Jakarta, Kabarterdepan.com – Ketua Komisi V DPR, Lasarus, mengungkapkan bahwa pemotongan anggaran untuk Kementerian Pekerjaan Umum (PU) yang sebelumnya direncanakan sebesar Rp81 triliun mengalami perubahan.

Dalam rapat kerja bersama sejumlah kementerian, ia menyebut bahwa Kementerian Keuangan telah mengirimkan surat baru ke DPR yang berisi revisi pemotongan anggaran di berbagai kementerian.

Menurut Lasarus, angka pemotongan untuk Kementerian PU dikurangi menjadi Rp60,46 triliun. Dengan demikian, pagu indikatif akhir kementerian tersebut ditetapkan sebesar Rp50,48 triliun.

“Efisiensinya menurun dari Rp81 sekian triliun menjadi Rp60.469.537.642.000, sehingga pagu akhir Kementerian PU sebesar Rp50.483.116.613.000,” ujar Lasarus dalam rapat yang digelar di Kompleks Parlemen, Jakarta, Kamis (13/2).

Selain Kementerian PU, beberapa kementerian mitra Komisi V DPR juga mengalami perubahan anggaran. Kementerian Perhubungan (Kemenhub) kini mendapatkan Rp17,73 triliun dari sebelumnya Rp13,58 triliun. Kementerian Perumahan dan Kawasan Permukiman (PKP) menerima kenaikan anggaran menjadi Rp3,46 triliun dari Rp1,6 triliun.

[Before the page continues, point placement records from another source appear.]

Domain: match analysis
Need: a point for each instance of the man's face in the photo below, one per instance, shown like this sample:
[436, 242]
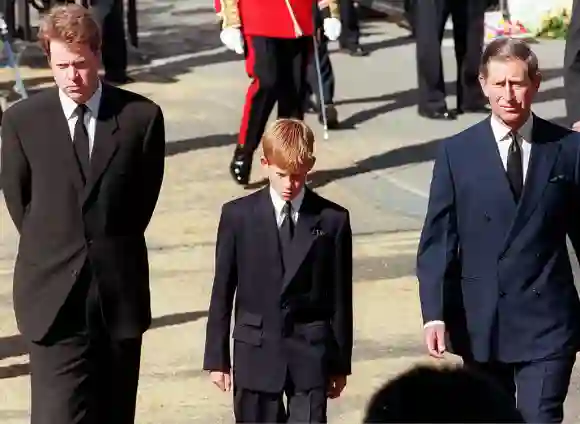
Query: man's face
[75, 69]
[510, 90]
[286, 184]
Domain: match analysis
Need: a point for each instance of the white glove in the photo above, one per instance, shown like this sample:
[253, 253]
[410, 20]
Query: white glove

Perubahan anggaran juga terjadi di Kementerian Desa dan Pembangunan Daerah Tertinggal yang meningkat menjadi Rp1,47 triliun dari Rp1,16 triliun. Kementerian Transmigrasi mengalami kenaikan dari Rp75,02 miliar menjadi Rp83,5 miliar. Sementara itu, Basarnas kini memiliki anggaran Rp1,09 triliun dari sebelumnya Rp1,01 triliun, dan BMKG mendapatkan Rp1,78 triliun dari semula Rp1,4 triliun.

Dalam rapat tersebut, Lasarus kemudian mengetok palu sebagai tanda pengesahan perubahan pemotongan anggaran.

“Bapak, ibu sekalian, kita ketok secara keseluruhan ya?” ucapnya.

Sebelumnya, pemerintah merencanakan efisiensi anggaran sebesar Rp306 triliun sebagai tindak lanjut dari Instruksi Presiden Nomor 1 Tahun 2025 yang diterbitkan oleh Presiden Prabowo Subianto.

Namun, dampak dari kebijakan tersebut terhadap berbagai program strategis dan aspek kepegawaian memicu evaluasi lebih lanjut. Akibatnya, Kementerian Keuangan melakukan rekonstruksi anggaran guna menyesuaikan dengan kebutuhan aktual di masing-masing kementerian. (Inggrid*).